Jeanne Plante a commencé en 2008 avec l’album Les Mots cachés. De façon tout à fait conventionnelle, elle faisait comme on lui disait de faire : elle chantait des chansons avec un groupe, elle disait quelques mots entre les chansons, elle allait en tournée, des premières parties, des belles salles. Exit le théâtre. Elle faisait « la job » comme on dit chez les acadiens, mais ça manquait de fantaisie tout ça. Tout en charriant une pop bien ficelée et énergique, elle n’avait pas, dit-elle, la plastique pour être la chanteuse mystérieuse et fatale naturellement enrichie au Botox. Une excuse pour verser aujourd’hui dans la déconne et la provocation ! Parce que ce qui a fini par se faire remarquer en revanche, c’est sa frimousse frondeuse et tapageuse. Ce côté Annie Cordy, la gouaille à l’ancienne en moins.

Photo Flavie Girbal

Ce qui a fait la différence, ce qui a donné ce je-ne-sais-quoi-qu’on-aime est dû au fait que Jeanne Plante est fan de la belle ouvrage dans tout ce qu’elle touche et ce qu’elle aime. En premier lieu dans son panthéon, Nicolas Jules, l’équilibriste polymorphe qui a marié poésie, rock et happening décalé entre one man show et évanescence lyrique. Assumer les deux, c’est un peu la révolution copernicienne qu’a suivie la Jeanne depuis ses débuts. Aujourd’hui, on la retrouve dans ce spectacle haut en couleur, alliant chanson et théâtre. Sa collaboration depuis le départ avec Fabrice Ravel-Chapuis, arrangeur réalisateur de Bénabar entre autres, donne au tour de chant de Jeanne un timbre pop.

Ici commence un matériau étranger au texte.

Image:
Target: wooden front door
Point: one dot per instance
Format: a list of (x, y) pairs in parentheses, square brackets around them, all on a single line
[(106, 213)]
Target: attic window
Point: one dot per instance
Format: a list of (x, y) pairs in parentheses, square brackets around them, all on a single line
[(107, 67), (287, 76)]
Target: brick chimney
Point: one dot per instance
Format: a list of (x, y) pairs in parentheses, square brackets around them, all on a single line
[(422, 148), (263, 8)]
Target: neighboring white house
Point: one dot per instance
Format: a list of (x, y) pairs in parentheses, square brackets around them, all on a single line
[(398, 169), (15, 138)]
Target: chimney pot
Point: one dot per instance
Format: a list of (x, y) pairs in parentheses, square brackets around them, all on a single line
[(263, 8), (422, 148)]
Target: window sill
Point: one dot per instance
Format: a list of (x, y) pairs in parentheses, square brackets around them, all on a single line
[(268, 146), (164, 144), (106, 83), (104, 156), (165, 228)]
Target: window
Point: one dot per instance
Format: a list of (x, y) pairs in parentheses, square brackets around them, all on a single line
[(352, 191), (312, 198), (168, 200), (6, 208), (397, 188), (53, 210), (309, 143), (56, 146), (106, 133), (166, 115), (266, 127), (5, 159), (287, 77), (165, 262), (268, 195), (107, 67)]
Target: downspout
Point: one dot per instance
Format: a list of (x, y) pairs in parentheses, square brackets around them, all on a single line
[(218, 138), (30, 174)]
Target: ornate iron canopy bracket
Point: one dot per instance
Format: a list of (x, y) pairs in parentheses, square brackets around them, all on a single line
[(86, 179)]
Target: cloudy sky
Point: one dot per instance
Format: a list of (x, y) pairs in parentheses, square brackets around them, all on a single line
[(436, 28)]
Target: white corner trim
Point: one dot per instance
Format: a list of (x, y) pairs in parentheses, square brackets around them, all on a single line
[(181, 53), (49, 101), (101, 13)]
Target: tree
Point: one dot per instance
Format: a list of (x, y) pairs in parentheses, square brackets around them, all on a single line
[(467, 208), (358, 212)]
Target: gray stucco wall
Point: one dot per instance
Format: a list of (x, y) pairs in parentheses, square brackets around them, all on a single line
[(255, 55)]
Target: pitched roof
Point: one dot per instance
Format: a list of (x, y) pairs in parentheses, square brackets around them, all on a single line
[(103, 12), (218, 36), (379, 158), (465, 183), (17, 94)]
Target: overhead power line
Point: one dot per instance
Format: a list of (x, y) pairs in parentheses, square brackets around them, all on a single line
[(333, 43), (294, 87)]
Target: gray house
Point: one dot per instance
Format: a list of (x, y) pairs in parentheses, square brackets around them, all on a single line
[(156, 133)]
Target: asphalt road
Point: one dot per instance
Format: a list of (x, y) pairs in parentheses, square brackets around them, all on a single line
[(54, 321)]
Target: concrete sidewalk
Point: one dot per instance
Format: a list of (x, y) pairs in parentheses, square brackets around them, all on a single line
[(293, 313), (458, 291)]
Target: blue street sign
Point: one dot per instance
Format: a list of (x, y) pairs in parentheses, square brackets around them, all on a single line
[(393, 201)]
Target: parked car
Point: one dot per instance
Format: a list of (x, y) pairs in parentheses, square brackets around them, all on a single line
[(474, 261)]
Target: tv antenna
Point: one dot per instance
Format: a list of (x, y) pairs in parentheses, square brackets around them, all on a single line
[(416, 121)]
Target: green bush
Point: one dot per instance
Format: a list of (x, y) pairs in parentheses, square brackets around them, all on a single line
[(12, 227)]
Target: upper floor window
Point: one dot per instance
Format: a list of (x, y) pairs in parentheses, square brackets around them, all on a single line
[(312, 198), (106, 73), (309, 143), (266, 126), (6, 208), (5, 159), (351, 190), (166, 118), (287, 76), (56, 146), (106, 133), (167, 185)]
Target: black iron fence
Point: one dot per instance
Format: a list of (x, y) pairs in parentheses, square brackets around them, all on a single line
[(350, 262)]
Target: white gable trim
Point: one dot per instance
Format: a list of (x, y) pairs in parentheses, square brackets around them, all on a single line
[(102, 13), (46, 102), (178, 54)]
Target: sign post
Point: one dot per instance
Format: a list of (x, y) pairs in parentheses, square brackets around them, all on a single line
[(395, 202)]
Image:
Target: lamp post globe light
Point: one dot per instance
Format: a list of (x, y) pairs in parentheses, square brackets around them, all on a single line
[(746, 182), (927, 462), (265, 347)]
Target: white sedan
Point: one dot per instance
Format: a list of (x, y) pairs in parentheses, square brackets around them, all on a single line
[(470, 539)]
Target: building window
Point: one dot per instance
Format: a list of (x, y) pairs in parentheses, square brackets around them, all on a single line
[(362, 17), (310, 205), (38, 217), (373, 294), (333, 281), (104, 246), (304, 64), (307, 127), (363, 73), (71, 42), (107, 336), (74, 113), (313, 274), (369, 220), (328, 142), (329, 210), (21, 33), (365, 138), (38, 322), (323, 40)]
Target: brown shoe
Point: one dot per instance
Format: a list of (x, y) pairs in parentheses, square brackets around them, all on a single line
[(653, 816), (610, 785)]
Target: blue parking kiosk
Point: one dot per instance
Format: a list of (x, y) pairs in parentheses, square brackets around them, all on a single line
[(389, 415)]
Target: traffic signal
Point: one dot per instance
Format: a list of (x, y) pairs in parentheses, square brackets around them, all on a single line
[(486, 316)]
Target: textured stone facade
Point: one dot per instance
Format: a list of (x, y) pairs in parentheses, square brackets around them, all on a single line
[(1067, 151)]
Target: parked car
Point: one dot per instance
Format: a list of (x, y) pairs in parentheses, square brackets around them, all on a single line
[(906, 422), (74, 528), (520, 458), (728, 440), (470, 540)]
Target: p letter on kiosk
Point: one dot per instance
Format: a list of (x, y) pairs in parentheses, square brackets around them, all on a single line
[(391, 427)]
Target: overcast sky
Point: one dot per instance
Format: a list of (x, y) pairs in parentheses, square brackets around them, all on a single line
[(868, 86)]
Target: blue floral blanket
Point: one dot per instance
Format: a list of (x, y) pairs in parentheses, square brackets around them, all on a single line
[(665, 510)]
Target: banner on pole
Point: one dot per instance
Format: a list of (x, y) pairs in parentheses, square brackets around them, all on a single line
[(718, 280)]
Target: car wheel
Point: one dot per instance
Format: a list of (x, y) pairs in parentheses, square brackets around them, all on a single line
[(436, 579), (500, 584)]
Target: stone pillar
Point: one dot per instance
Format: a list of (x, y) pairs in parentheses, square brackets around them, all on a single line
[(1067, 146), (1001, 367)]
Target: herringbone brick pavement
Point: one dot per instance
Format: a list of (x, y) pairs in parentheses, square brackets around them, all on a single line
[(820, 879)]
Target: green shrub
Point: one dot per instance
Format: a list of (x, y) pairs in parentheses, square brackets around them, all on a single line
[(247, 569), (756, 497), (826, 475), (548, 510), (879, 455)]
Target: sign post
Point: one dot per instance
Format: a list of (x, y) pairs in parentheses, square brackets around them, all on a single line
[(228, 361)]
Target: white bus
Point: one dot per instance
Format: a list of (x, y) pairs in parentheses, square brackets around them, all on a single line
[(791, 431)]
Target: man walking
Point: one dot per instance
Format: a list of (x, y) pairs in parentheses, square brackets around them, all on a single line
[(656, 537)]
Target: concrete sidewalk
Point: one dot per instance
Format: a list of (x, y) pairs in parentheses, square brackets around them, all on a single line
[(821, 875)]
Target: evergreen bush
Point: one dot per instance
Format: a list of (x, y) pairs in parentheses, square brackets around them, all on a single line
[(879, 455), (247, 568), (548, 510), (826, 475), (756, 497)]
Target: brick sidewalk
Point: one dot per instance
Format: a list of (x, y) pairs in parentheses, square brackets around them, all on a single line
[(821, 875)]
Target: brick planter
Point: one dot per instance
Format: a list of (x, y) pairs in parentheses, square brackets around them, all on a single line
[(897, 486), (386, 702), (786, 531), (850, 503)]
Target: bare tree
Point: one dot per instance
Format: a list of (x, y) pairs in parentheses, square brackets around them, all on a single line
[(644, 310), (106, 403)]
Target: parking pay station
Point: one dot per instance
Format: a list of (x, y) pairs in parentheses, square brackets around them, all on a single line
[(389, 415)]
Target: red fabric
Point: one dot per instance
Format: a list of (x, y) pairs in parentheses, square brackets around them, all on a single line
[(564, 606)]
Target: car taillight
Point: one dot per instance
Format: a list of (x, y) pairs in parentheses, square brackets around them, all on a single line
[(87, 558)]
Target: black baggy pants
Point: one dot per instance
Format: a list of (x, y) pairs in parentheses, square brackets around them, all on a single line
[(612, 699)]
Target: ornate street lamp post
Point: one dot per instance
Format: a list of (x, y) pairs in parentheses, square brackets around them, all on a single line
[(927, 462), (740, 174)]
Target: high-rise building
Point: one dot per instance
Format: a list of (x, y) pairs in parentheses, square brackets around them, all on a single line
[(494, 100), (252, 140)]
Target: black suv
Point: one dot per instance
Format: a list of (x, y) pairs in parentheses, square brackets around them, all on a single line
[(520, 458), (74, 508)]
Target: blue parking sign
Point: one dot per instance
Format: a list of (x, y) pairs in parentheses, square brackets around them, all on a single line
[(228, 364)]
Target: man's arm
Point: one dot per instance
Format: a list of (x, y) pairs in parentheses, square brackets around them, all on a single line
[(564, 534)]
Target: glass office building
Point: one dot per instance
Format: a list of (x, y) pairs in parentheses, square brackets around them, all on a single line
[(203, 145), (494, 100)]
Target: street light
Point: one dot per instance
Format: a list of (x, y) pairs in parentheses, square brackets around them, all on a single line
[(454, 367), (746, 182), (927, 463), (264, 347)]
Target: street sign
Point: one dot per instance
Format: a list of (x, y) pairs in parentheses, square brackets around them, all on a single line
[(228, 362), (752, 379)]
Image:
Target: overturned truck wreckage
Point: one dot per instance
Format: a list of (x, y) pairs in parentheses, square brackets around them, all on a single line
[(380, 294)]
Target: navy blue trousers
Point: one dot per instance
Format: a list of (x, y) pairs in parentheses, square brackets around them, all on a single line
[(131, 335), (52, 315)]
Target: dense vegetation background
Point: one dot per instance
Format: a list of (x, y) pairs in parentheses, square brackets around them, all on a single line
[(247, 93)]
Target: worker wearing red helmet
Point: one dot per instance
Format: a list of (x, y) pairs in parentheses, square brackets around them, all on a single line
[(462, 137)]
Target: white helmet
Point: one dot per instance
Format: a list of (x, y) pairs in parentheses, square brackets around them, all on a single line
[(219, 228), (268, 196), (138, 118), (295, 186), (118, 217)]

Aussi, les textes de Laurent Madiot qui viennent entre les chansons sonnent caf’ conc’, mais pas que.

L’univers des chansons de Jeanne oscille entre Hitchcock et Blier, entre coutelas et jarretelle. Très old style dans son tailleur saumon, elle épouse le rôle de l’épouse joviale et meurtrière, celle qui est insoupçonnable mais dont le mode opératoire est ignoble. Ce n’est pas pour rien que son second album s’intitulait La Veuve Araignée. Jeanne joue sur le thème freudien de l’inquiétante étrangeté. Unheimlich pour les plus Télérama. Dans sa forme, ce cabaret pourrait venir d’outre Rhin. Paraître social, fantasmes, sexe et rigolade. Elle raconte la cruauté. Pour oublier que je t’aime s’achève en cannibalisme, La Chieuse des Vacances en adultère gratuit, Au Pays des Bonobos en lynchage coquin, 25 ans en veuvage volontaire. Heureusement qu’il y a Jean Christophe, ce moustachu désigné que Jeanne interpelle et titille et à qui elle demande, dans un hymne provocateur entre Les Nuits d’une Demoiselle et Fais-moi mal Johnny : « Fais quelque chose. » La liste des injonctifs qui se succèdent dans la chanson est longue. Notons toutefois le « Brosse-moi les fémurs » qu’on a beaucoup aimé.

Photo Flavie Girbal

Pratiquement toutes les chansons dont je te cause ont donné naissance à des clips plus barrés les uns que les autres. Je sais que tu apprécieras, lecteur qui est aussi fou que nous. En attendant, on a nous aussi une petite vidéo de Jeanne Plante à te montrer : L’idée qu’on s’en fait. Ce petit bijou brode le motif sublimation amoureuse cher à l’oeuvre de Marcel Proust où le travail du Narrateur est de finir par accepter que la déception programmée n’enlève rien à la jouissance de l’espoir qu’on savoure. Si tu veux, tu trouveras d’autres chansons sur notre chaine YouTube, comme cette reprise de Patachou, Les ratés de la Bagatelle.  On reste dans l’ambiance.

Des comédiennes chanteuses, on en connaît, on en subit même souvent. Des Jeanne Plante, il n’y en a qu’une.